O Ceará concentra filas de pacientes do Norte e de boa parte do Nordeste. Recife e Salvador dividem essa demanda. O governo local oferece aeronaves para buscar órgãos doados em Sobral e Juazeiro do Norte, populosas cidades cearenses, mas a medida não é suficiente. Praticamente não há captação de órgãos fora do estado.

Em 2014, a Central Nacional de Transplante (CNT) ofereceu pelo menos dois corações a Fortaleza, um doado em Campina Grande (PB) e outro em Natal. Mas não houve captação em tempo hábil por falta de transporte aéreo. A Força Aérea Brasileira (FAB) recusou-se a fornecer aeronaves.

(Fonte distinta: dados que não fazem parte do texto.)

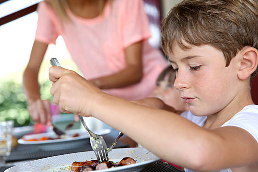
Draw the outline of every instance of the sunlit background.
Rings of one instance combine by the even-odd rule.
[[[0,18],[8,14],[36,4],[42,0],[12,0],[0,3]],[[162,1],[163,16],[170,7],[181,0]],[[149,17],[160,17],[159,12],[145,3]],[[36,12],[0,26],[0,121],[14,119],[15,125],[31,124],[27,110],[26,98],[22,89],[22,75],[29,61],[34,41],[37,21]],[[159,20],[159,19],[158,19]],[[153,36],[150,43],[159,46],[160,30],[158,24],[151,24]],[[39,73],[39,83],[42,99],[52,100],[49,93],[51,83],[48,80],[49,60],[57,57],[62,67],[80,72],[71,59],[61,37],[58,37],[56,45],[50,45],[45,55]]]

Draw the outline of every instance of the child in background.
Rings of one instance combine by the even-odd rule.
[[[250,86],[258,70],[258,23],[257,0],[185,0],[172,8],[162,45],[190,110],[180,115],[158,109],[164,104],[156,98],[141,105],[57,66],[49,71],[53,101],[63,112],[102,120],[186,172],[258,172],[258,105]]]
[[[153,78],[168,65],[148,42],[151,33],[142,0],[45,0],[37,11],[35,41],[23,77],[28,110],[36,122],[52,122],[50,104],[41,99],[37,79],[48,45],[58,36],[84,77],[127,100],[149,95]]]
[[[181,98],[179,91],[174,87],[175,75],[175,71],[171,65],[166,68],[158,77],[156,87],[151,96],[161,99],[177,111],[188,111],[187,104]]]

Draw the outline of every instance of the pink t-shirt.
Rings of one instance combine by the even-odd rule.
[[[124,69],[126,66],[125,49],[144,40],[141,81],[123,88],[103,90],[129,100],[148,96],[155,87],[157,76],[168,62],[159,50],[148,43],[151,33],[143,1],[108,0],[102,13],[92,19],[75,16],[68,8],[66,10],[72,22],[62,25],[45,0],[40,2],[37,10],[35,40],[55,44],[61,35],[72,58],[87,79]]]

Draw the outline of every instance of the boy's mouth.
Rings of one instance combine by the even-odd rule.
[[[190,103],[194,100],[195,99],[195,98],[191,98],[191,97],[181,97],[181,98],[184,99],[185,101],[185,102],[186,103]]]

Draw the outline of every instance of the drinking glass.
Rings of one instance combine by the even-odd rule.
[[[13,120],[0,122],[0,164],[11,153]]]

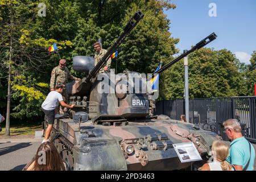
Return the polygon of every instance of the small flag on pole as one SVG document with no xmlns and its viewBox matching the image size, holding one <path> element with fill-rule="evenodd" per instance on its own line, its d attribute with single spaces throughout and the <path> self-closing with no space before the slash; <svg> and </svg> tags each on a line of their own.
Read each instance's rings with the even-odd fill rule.
<svg viewBox="0 0 256 182">
<path fill-rule="evenodd" d="M 56 51 L 58 49 L 56 44 L 55 43 L 52 46 L 49 47 L 49 52 L 51 52 L 52 51 Z"/>
<path fill-rule="evenodd" d="M 115 57 L 117 57 L 117 55 L 118 55 L 118 51 L 115 51 L 115 52 L 114 52 L 110 56 L 111 59 L 113 59 Z"/>
<path fill-rule="evenodd" d="M 162 62 L 160 63 L 159 65 L 158 66 L 158 68 L 156 68 L 156 69 L 154 72 L 154 73 L 155 73 L 159 69 L 160 69 L 160 68 L 161 68 L 161 67 L 162 67 Z M 159 82 L 159 75 L 158 75 L 156 77 L 152 78 L 150 80 L 150 82 L 151 82 L 151 84 L 152 84 L 152 92 L 156 92 L 156 91 L 158 90 L 158 82 Z"/>
</svg>

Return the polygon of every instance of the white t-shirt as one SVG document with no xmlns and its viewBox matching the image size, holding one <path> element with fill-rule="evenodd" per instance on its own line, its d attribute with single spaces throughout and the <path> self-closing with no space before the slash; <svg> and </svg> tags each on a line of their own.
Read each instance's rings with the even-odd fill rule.
<svg viewBox="0 0 256 182">
<path fill-rule="evenodd" d="M 48 94 L 46 100 L 43 102 L 42 107 L 46 110 L 52 110 L 59 105 L 59 102 L 63 100 L 60 93 L 52 91 Z"/>
</svg>

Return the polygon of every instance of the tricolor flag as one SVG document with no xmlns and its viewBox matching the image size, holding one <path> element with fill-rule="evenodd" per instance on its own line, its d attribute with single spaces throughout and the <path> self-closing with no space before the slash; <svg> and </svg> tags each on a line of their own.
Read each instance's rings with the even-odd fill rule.
<svg viewBox="0 0 256 182">
<path fill-rule="evenodd" d="M 160 63 L 159 65 L 158 66 L 158 68 L 156 68 L 156 69 L 155 70 L 155 71 L 154 72 L 153 74 L 154 74 L 158 70 L 159 70 L 160 68 L 161 68 L 161 67 L 162 67 L 162 62 Z M 150 80 L 150 82 L 152 85 L 152 92 L 156 92 L 158 90 L 159 80 L 159 75 L 158 75 L 158 74 L 156 77 L 151 78 L 151 80 Z"/>
<path fill-rule="evenodd" d="M 117 57 L 118 55 L 118 51 L 115 51 L 115 52 L 114 52 L 110 56 L 111 59 L 113 59 L 113 58 Z"/>
<path fill-rule="evenodd" d="M 56 44 L 55 43 L 53 45 L 49 47 L 49 52 L 51 52 L 52 51 L 56 51 L 58 49 Z"/>
</svg>

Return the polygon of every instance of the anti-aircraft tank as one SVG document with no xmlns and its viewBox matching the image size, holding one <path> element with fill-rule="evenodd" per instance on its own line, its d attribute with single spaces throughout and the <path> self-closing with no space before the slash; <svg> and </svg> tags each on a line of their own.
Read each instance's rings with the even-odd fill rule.
<svg viewBox="0 0 256 182">
<path fill-rule="evenodd" d="M 130 82 L 126 82 L 127 88 L 117 85 L 134 72 L 126 71 L 118 81 L 108 80 L 109 87 L 102 84 L 109 74 L 100 77 L 97 73 L 143 17 L 139 11 L 135 14 L 123 32 L 95 67 L 92 57 L 80 56 L 73 59 L 74 69 L 87 72 L 88 75 L 82 79 L 78 92 L 70 98 L 72 104 L 76 104 L 71 111 L 71 118 L 55 119 L 50 138 L 72 170 L 184 169 L 189 167 L 190 163 L 180 162 L 173 144 L 193 142 L 202 158 L 206 159 L 212 142 L 221 139 L 216 134 L 192 123 L 164 115 L 150 116 L 150 95 L 141 92 L 144 89 L 141 83 L 139 90 L 131 86 L 135 91 L 131 93 L 118 92 L 118 89 L 129 91 L 133 85 Z M 155 73 L 166 70 L 216 36 L 212 34 Z M 139 80 L 143 80 L 142 77 Z M 101 93 L 99 88 L 112 92 Z"/>
</svg>

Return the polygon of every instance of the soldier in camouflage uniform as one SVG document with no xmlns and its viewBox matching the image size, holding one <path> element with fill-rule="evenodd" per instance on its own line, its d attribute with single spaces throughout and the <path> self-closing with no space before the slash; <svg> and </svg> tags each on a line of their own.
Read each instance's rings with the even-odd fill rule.
<svg viewBox="0 0 256 182">
<path fill-rule="evenodd" d="M 50 88 L 51 91 L 53 91 L 56 84 L 63 84 L 64 88 L 62 96 L 64 97 L 65 102 L 68 103 L 68 94 L 65 88 L 65 84 L 68 82 L 68 79 L 69 78 L 74 80 L 80 80 L 80 79 L 75 77 L 70 73 L 68 68 L 65 67 L 67 61 L 65 59 L 61 59 L 60 60 L 59 65 L 52 69 L 51 75 Z M 60 108 L 60 113 L 61 114 L 64 114 L 62 106 Z"/>
<path fill-rule="evenodd" d="M 94 47 L 94 49 L 96 51 L 94 56 L 94 66 L 100 61 L 101 59 L 104 56 L 107 52 L 107 50 L 102 49 L 101 48 L 101 44 L 97 42 L 93 44 L 93 46 Z M 102 67 L 100 70 L 99 73 L 102 73 L 104 72 L 108 72 L 110 71 L 110 64 L 111 64 L 111 59 L 109 58 L 107 61 L 107 63 L 105 64 L 104 67 Z"/>
</svg>

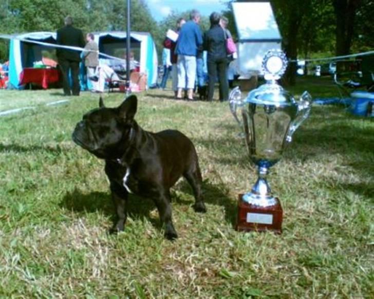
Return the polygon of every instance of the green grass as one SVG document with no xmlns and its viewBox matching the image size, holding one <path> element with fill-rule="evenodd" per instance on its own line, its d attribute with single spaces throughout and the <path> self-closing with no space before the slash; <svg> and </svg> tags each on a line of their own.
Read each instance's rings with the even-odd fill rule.
<svg viewBox="0 0 374 299">
<path fill-rule="evenodd" d="M 318 78 L 289 88 L 338 96 Z M 57 90 L 59 92 L 60 90 Z M 227 103 L 139 95 L 145 129 L 178 129 L 194 142 L 208 212 L 189 186 L 172 190 L 179 238 L 165 239 L 152 201 L 130 196 L 125 232 L 107 232 L 113 208 L 103 162 L 71 140 L 96 107 L 84 92 L 68 105 L 56 90 L 0 91 L 0 297 L 372 297 L 374 122 L 344 107 L 313 107 L 269 181 L 284 209 L 283 234 L 234 230 L 237 194 L 256 175 Z M 123 94 L 105 95 L 119 104 Z"/>
</svg>

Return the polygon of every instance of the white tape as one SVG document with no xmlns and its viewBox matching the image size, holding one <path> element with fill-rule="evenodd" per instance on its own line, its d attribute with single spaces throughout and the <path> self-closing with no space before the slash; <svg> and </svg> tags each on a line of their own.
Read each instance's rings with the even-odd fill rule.
<svg viewBox="0 0 374 299">
<path fill-rule="evenodd" d="M 314 58 L 313 59 L 298 59 L 297 60 L 289 60 L 289 62 L 296 62 L 297 61 L 323 61 L 324 60 L 339 60 L 345 58 L 352 58 L 357 57 L 358 56 L 366 56 L 366 55 L 374 54 L 374 51 L 368 51 L 368 52 L 363 52 L 362 53 L 358 53 L 357 54 L 350 54 L 349 55 L 344 55 L 343 56 L 334 56 L 333 57 L 326 57 L 325 58 Z"/>
</svg>

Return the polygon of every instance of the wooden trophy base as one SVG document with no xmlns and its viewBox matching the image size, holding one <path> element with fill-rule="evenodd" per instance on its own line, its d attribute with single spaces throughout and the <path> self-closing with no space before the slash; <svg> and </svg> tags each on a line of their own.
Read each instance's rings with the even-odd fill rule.
<svg viewBox="0 0 374 299">
<path fill-rule="evenodd" d="M 239 195 L 237 231 L 270 231 L 282 234 L 283 210 L 277 198 L 275 204 L 263 207 L 244 201 L 242 196 Z"/>
</svg>

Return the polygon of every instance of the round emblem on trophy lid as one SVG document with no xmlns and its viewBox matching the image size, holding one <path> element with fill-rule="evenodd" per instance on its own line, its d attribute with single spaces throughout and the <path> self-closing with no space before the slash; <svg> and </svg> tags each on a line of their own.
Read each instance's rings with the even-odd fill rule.
<svg viewBox="0 0 374 299">
<path fill-rule="evenodd" d="M 269 50 L 264 57 L 262 67 L 265 80 L 279 79 L 287 67 L 286 54 L 277 49 Z"/>
</svg>

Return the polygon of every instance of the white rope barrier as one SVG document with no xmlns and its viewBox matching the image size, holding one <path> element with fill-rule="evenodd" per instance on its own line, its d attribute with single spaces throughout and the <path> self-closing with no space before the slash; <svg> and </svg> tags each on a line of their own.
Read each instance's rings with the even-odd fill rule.
<svg viewBox="0 0 374 299">
<path fill-rule="evenodd" d="M 353 58 L 354 57 L 357 57 L 358 56 L 366 56 L 367 55 L 373 55 L 374 54 L 374 51 L 368 51 L 367 52 L 363 52 L 362 53 L 358 53 L 357 54 L 350 54 L 349 55 L 344 55 L 342 56 L 334 56 L 333 57 L 326 57 L 325 58 L 314 58 L 312 59 L 298 59 L 297 60 L 289 60 L 289 62 L 297 62 L 297 61 L 305 61 L 305 62 L 311 62 L 311 61 L 324 61 L 325 60 L 328 61 L 334 61 L 340 60 L 341 59 L 345 59 L 346 58 Z"/>
</svg>

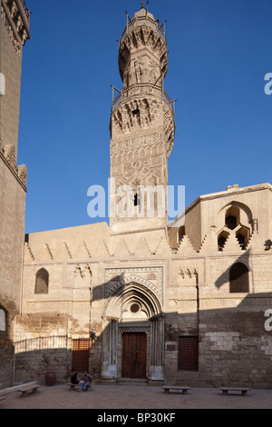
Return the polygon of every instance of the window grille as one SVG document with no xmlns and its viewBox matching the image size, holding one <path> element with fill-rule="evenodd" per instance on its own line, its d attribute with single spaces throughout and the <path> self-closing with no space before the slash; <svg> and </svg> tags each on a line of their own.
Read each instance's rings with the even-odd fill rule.
<svg viewBox="0 0 272 427">
<path fill-rule="evenodd" d="M 84 372 L 89 371 L 89 340 L 73 341 L 73 363 L 72 371 L 73 372 Z"/>
</svg>

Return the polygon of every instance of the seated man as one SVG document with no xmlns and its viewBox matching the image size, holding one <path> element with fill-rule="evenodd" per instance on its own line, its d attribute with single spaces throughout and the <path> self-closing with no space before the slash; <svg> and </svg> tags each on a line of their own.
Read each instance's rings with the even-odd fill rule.
<svg viewBox="0 0 272 427">
<path fill-rule="evenodd" d="M 82 386 L 80 388 L 80 392 L 83 392 L 84 389 L 87 390 L 88 385 L 91 385 L 92 382 L 92 375 L 89 372 L 84 372 L 84 378 L 83 378 L 83 383 L 82 384 Z"/>
</svg>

As equipes médicas nos ambulatórios de transplante de coração e fígado de Fortaleza, que estão entre os maiores e mais importantes do país, têm como rotina não contar com órgãos de outros estados. A recusa é quase instantânea. Três médicos coordenadores dos ambulatórios dizem que a melhoria do transporte aéreo diminuiria o tempo de espera nas filas.

TAXA DE MORTALIDADE ALTA

No ano passado, foram transportados em voos comerciais apenas 37 corações, oito pâncreas e dois pulmões, o que revela a dependência dos aviões da FAB no caso desses órgãos. Em 2015, segundo dados da Associação Brasileira de Transplante de Órgãos (ABTO), 236 pacientes estavam inscritos na lista à espera de coração. A fila tinha 49 meninos e meninas aguardando o mesmo órgão. As taxas de mortalidade foram elevadas: de 33,3% entre adultos e de 27% entre crianças.

O Brasil fez 353 transplantes de coração em 2015, sendo 33 em crianças. Apenas quatro entre dez pacientes pediátricos que entraram na fila no ano passado conseguiram um coração novo. Ana Kemely é a criança que entrou mais recentemente na fila por um coração no Ceará.

— Penso em tudo que ela já passou. Se ela não desistiu, eu não posso desistir — diz a mãe.

Aos 14 anos, Afonso Rerison de Souza está pela segunda vez numa lista de espera por um coração. No Hospital de Messejana, em Fortaleza, ele conhece praticamente toda a equipe médica. É o mesmo hospital que conduz o tratamento de Ana Kemely.

A primeira vez na fila durou quase um ano. A mãe de Rerison, Antônia Aguiar da Silva, de 34 anos, decidiu retirá-lo da lista e retornar a Tianguá (CE), a 317 quilômetros de Fortaleza, porque estava grávida. O bebê, Francisco Antônio, já completou 1 ano e 9 meses, e a família está de volta à capital para Rerison esperar por um coração.

Rerison tem uma cardiopatia congênita considerada grave pelos médicos. A vida em Fortaleza o afastou da escola, dos amigos, do futebol e da bicicleta. Depois de receber o coração, eu queria ser jogador de futebol, mas sei que não posso. Aqui tinha um jogador de futebol que teve de parar de jogar — diz o garoto.

Para a médica Klébia Castelo Branco, do serviço de transplante cardíaco pediátrico, um incremento no transporte aéreo aumentaria “sem sombra de dúvidas” as chances das crianças. O Messejana fez nove transplantes de coração neste ano, dois em crianças. Para o médico João David Neto, coordenador da unidade de transplante de coração, a conexão com outros estados diminuiria a fila de espera:

— Se houvesse mais disponibilidade de aeronaves, a lista seria reduzida.

 

 

O globo, n. 30253, 05/06/2016. País, p. 9.